Novel geometry in low-voltage circuit breakers

Abstract

The simulation and analysis of the complex phenomenon of an electric arc propagation in low voltage chambers was investigated. The objective was to compare the effect of different geometries in the time required to achieve the extinction of the electric arc. The analysis is performed by electromagnetic field phenomena numerical simulations coupled with computational fluid dynamics and energy transfer. The aim is to propose a novel geometry that will improve the functioning of the electric arc propagation and extinction. The chamber consists of two electrodes of materials iron (cathode) and aluminium (anode), splitter plates of iron, and a fluid domain of air.
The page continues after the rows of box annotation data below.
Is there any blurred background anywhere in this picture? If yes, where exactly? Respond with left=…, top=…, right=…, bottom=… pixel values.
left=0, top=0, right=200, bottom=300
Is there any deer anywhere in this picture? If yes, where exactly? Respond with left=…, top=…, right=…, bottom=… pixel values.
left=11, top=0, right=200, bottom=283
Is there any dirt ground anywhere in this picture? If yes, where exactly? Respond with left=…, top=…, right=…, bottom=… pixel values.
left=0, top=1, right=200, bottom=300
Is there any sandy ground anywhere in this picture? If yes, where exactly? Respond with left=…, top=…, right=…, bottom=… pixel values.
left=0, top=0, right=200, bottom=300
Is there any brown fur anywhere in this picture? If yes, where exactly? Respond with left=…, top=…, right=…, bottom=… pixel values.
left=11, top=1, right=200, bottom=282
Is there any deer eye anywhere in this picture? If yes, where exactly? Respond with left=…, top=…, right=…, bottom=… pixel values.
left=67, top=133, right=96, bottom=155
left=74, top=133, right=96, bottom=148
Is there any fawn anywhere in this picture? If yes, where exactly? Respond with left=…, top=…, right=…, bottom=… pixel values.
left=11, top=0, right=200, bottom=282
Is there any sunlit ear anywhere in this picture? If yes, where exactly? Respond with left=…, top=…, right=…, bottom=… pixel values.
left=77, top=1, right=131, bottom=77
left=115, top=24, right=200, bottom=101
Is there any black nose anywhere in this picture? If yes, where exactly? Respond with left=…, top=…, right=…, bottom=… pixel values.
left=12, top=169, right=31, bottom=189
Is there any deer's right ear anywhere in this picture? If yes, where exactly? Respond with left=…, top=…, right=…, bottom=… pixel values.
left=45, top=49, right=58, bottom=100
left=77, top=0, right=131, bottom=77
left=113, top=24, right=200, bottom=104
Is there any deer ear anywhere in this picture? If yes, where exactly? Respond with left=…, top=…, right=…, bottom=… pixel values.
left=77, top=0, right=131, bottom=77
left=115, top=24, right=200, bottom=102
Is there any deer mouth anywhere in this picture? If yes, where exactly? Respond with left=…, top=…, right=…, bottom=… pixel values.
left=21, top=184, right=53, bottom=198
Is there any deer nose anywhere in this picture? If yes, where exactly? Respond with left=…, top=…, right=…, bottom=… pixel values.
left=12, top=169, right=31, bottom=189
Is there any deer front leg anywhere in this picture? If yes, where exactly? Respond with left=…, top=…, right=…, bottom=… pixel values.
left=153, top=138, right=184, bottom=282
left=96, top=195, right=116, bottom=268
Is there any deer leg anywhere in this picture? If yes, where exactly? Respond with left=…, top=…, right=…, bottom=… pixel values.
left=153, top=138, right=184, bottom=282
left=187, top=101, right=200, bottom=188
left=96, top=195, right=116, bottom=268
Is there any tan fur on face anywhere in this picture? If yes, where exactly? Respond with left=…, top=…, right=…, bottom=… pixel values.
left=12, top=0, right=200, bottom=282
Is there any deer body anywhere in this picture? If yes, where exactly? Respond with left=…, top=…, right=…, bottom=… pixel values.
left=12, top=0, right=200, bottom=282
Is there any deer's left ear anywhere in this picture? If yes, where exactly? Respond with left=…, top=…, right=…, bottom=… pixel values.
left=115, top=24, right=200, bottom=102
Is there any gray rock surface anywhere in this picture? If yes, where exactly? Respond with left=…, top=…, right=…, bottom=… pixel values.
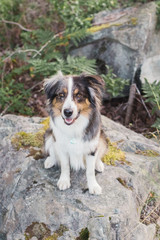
left=0, top=115, right=160, bottom=240
left=141, top=55, right=160, bottom=83
left=71, top=2, right=160, bottom=83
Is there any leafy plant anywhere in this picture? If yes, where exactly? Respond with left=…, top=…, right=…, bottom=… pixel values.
left=30, top=55, right=96, bottom=77
left=102, top=65, right=129, bottom=97
left=142, top=79, right=160, bottom=129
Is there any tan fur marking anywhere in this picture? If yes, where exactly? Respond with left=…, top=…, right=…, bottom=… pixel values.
left=77, top=99, right=91, bottom=117
left=52, top=98, right=63, bottom=116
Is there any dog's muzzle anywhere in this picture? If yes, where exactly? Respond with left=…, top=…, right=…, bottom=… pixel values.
left=63, top=108, right=79, bottom=125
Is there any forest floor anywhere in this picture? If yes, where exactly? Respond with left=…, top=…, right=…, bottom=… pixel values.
left=28, top=81, right=156, bottom=136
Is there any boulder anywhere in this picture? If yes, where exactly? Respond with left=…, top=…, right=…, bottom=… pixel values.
left=0, top=115, right=160, bottom=240
left=70, top=2, right=160, bottom=83
left=140, top=55, right=160, bottom=84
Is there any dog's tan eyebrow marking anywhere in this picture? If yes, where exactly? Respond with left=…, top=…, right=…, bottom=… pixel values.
left=74, top=88, right=79, bottom=94
left=62, top=88, right=68, bottom=94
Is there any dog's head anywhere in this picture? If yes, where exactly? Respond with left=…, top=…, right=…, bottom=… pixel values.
left=44, top=72, right=104, bottom=125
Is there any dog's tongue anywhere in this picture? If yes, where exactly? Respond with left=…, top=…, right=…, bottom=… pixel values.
left=64, top=118, right=74, bottom=125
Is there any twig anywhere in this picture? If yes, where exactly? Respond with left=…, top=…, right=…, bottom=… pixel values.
left=125, top=83, right=136, bottom=126
left=0, top=19, right=33, bottom=32
left=136, top=86, right=152, bottom=118
left=3, top=49, right=41, bottom=62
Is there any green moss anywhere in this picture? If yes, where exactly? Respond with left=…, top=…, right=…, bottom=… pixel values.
left=130, top=17, right=138, bottom=26
left=76, top=228, right=89, bottom=240
left=24, top=222, right=68, bottom=240
left=102, top=139, right=130, bottom=166
left=117, top=177, right=133, bottom=190
left=24, top=222, right=50, bottom=240
left=11, top=118, right=49, bottom=150
left=135, top=150, right=160, bottom=157
left=44, top=233, right=59, bottom=240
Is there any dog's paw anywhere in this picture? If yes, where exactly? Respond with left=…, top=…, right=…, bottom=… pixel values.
left=44, top=157, right=55, bottom=168
left=57, top=177, right=71, bottom=190
left=95, top=160, right=104, bottom=172
left=89, top=182, right=102, bottom=195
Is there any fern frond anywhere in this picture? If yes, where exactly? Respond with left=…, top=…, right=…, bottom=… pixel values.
left=29, top=55, right=97, bottom=77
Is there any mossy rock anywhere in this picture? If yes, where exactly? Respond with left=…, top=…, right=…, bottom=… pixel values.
left=102, top=138, right=130, bottom=166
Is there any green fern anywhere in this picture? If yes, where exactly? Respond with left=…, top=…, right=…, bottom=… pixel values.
left=29, top=55, right=96, bottom=77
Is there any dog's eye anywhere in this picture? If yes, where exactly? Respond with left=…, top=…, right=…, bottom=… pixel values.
left=58, top=93, right=65, bottom=99
left=75, top=93, right=83, bottom=101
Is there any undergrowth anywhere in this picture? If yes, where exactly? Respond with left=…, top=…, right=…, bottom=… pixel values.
left=0, top=0, right=160, bottom=116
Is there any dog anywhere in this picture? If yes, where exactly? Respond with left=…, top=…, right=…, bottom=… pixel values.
left=44, top=72, right=107, bottom=195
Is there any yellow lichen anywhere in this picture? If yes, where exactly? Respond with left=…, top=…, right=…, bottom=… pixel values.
left=136, top=150, right=160, bottom=157
left=102, top=139, right=129, bottom=166
left=11, top=118, right=49, bottom=150
left=87, top=23, right=122, bottom=33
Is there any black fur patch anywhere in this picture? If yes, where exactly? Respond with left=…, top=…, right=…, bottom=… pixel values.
left=88, top=148, right=97, bottom=156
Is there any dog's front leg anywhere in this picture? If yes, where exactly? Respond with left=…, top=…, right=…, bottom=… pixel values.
left=57, top=153, right=71, bottom=190
left=86, top=154, right=102, bottom=195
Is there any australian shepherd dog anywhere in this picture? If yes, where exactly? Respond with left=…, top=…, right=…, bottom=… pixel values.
left=44, top=72, right=106, bottom=194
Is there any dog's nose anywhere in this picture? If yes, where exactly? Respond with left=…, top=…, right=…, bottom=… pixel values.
left=64, top=109, right=73, bottom=117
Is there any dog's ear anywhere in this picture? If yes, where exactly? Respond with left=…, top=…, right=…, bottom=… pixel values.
left=43, top=71, right=64, bottom=101
left=84, top=75, right=105, bottom=105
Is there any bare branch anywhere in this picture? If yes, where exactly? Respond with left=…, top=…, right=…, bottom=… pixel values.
left=125, top=83, right=136, bottom=126
left=136, top=86, right=152, bottom=118
left=3, top=49, right=41, bottom=62
left=0, top=19, right=33, bottom=32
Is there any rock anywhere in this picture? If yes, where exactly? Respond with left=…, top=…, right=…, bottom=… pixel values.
left=70, top=2, right=160, bottom=85
left=140, top=55, right=160, bottom=83
left=0, top=115, right=160, bottom=240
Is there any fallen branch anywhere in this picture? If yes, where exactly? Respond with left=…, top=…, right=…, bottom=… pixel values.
left=125, top=83, right=136, bottom=126
left=136, top=86, right=152, bottom=118
left=3, top=49, right=41, bottom=62
left=0, top=19, right=33, bottom=32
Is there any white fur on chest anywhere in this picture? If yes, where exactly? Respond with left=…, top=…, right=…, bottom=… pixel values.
left=50, top=116, right=99, bottom=170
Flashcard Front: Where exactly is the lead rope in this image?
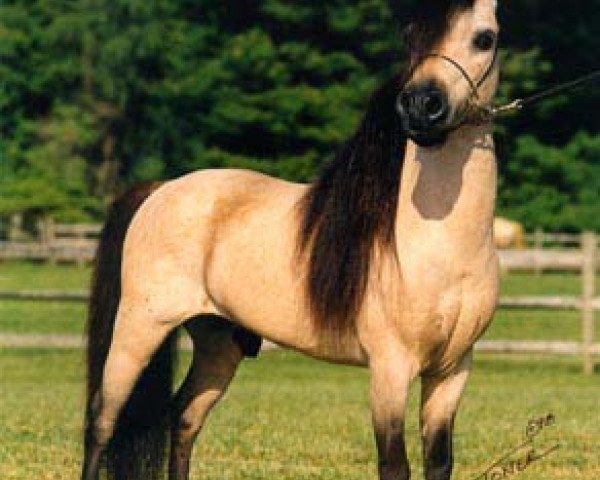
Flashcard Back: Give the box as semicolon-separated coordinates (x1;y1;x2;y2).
488;69;600;117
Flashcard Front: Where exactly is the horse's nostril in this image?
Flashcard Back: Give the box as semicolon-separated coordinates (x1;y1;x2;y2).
396;91;410;115
423;93;446;121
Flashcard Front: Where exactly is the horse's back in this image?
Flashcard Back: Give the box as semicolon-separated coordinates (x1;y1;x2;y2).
122;170;312;342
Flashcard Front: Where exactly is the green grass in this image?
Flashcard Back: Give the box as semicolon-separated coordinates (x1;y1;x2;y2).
0;262;600;341
0;349;600;480
0;262;91;290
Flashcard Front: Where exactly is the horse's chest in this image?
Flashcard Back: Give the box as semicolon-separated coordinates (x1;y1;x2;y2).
399;249;498;364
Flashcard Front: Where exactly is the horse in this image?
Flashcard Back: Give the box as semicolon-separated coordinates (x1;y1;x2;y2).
494;217;525;249
81;0;499;480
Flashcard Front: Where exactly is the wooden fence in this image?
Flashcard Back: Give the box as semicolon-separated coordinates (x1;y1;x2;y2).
0;232;600;374
0;219;102;265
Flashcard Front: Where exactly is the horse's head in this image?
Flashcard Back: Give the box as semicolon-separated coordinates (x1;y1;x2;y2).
397;0;499;146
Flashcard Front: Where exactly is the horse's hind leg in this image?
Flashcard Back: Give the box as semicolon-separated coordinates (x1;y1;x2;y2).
81;302;179;480
421;353;471;480
169;317;244;480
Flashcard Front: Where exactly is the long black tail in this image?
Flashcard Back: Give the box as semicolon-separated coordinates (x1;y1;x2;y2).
86;183;175;480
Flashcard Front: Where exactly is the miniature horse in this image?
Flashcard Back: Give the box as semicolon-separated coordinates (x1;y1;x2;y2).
82;0;498;480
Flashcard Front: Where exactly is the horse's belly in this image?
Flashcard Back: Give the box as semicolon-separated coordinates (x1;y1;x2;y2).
400;252;498;370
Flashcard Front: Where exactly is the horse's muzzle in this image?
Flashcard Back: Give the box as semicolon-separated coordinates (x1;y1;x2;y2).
396;81;450;146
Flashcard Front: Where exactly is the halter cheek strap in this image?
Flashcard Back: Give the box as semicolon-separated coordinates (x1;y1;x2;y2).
413;46;498;131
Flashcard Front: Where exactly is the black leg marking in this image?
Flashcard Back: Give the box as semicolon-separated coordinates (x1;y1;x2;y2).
423;425;453;480
375;422;410;480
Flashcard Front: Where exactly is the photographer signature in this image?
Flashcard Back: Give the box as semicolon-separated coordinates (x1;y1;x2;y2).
473;413;560;480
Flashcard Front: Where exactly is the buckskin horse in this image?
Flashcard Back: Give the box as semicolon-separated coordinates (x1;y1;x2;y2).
82;0;498;480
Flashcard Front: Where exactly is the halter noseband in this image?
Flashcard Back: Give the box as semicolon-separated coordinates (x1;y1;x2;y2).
409;45;498;132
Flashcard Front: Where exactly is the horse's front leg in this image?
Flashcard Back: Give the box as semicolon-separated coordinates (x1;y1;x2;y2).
370;355;412;480
421;352;472;480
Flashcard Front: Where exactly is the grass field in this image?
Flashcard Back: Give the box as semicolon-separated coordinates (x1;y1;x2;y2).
0;263;600;480
0;349;600;480
0;263;600;341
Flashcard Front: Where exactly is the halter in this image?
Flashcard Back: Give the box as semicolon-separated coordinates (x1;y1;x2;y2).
409;45;600;132
409;44;506;132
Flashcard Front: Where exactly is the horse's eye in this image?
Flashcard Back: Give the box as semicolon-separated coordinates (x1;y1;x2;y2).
473;30;496;52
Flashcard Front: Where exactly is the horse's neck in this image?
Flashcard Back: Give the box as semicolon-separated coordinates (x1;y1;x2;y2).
396;127;497;255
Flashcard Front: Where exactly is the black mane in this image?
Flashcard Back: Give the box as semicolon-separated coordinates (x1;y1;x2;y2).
299;73;407;342
388;0;476;58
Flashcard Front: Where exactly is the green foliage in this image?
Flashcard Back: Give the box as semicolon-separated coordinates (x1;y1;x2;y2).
0;0;600;230
499;133;600;230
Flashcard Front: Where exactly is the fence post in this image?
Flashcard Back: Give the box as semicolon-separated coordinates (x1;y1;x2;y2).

The electric arc is modelled as a plasma column of 100 A of DC (Direct Current) flowing through air initially at 1 × 104 K, and atmospheric conditions for the fluid domain. Temperature-dependent properties are considered in the model. The simulations are performed by changing the configuration of geometric parameters in the proposed model and comparing the surface force along the plasma column. Once the geometries that exert a higher force were selected, a multiphysics transient simulation of the movement of the arc was performed and the extinction time was noted. A 13% of improvement in the extinction time was obtained in a geometry with lower displaced splitter plates occupying the same space, without the need to add any extra materials or extra costs to the original design.